The NRSV, for example, has deeper roots as a revision of the King James line. This line has had a number of state-of-the-art-for-the-time TC scholars involved in it at various stages—for example, Westcott and Hort were involved in the RV, and Metzger was involved in the NRSV—but it's not really "scratch" translation at any point.

The claim is probably closer to truth with respect to the UBS text and other, much younger translations developed from it in mission contexts (where there's no such long-standing tradition of Bible translation in the target language).

Matthew Frost said...

And the NIV originally claimed a closer dependency from scratch on the UBS/NA series, but its editors also made their own decisions, with their own interpretive priorities. Further, it isn't as though they track tightly to the UBS/NA text down the line of NIV revisions, either. Even for the Catholic Epistles, I don't anticipate the NIV folk deciding to do major rework, because the existing English text has its own momentum.

Matthew Frost said...

I may, of course, be behind the times, as NET and Logos' Lexham translation are much fresher, but the ESV still belongs to the line of KJV editions.

CEB is derived from NA27, but there we begin to push into translations with high enough abstraction from the Greek, in order to make lexile in the target language, that fine TC distinctions in NA28 probably wash out. The NLB is in a similar spot. Dynamic equivalence, as a method aiming at thought rather than word correspondence, sets up an independence from many subtle word and syntax changes.

So I'll accept the weakness in my initial point 9 by way of strengthening point 10. ;)

Stephen Carlson said...

1993 is the date of the NA27, with the thoroughly revised apparatus, though the text was not. The critical text has largely been stable since the 1970s. I really doubt that the improved apparatus would have had a material effect on translators (unfortunately).

The Space Bishop said...

@Mr Frost. Thanks for the answer.

James M. Leonard said...

Not only does this damn esteemed versions such as NIV NRSV NASB, but it also implies that newer versions such as HCSB ESV NLT reflect a more accurate underlying Greek text.

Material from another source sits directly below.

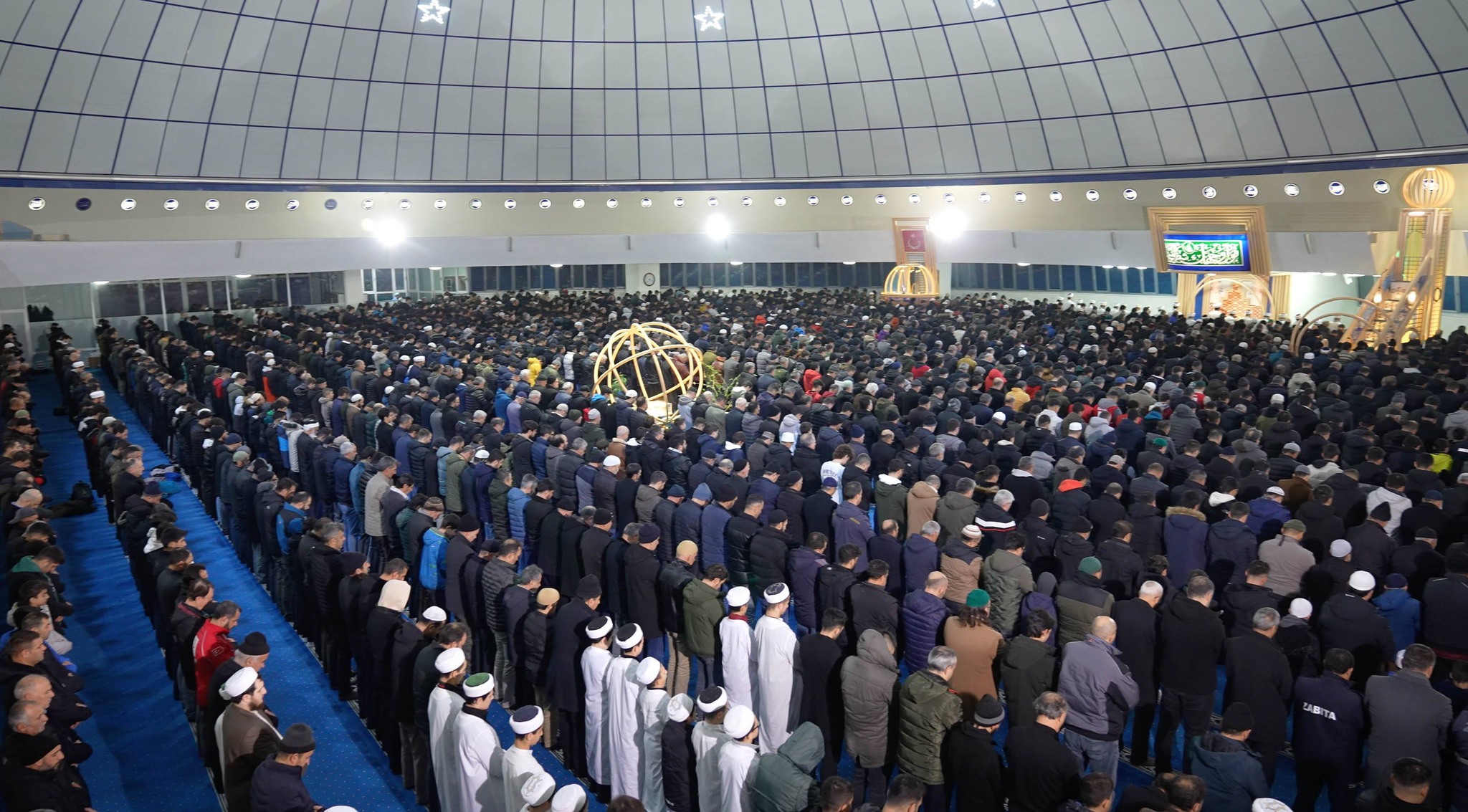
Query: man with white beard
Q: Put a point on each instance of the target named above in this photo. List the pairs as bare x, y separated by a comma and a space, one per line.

Seeking a motive for such an egregious error of such magnitude, someone asked, "Is Hendrickson looking to market a new translation?"


Craig said...

Re: the second quote: My understanding is that the NA is generally used by exegetes, while the UBS is generally used by translators. Assuming I'm correct, then by conflating the two, we find another error.

One difference between the two is the number of variants in the apparatuses, with the NA containing more.

Each translation may differ from other translations based, in part, on the translation committee's acceptance or rejection (i.e., in favor of a variant) of the UBS committee's choice of texts.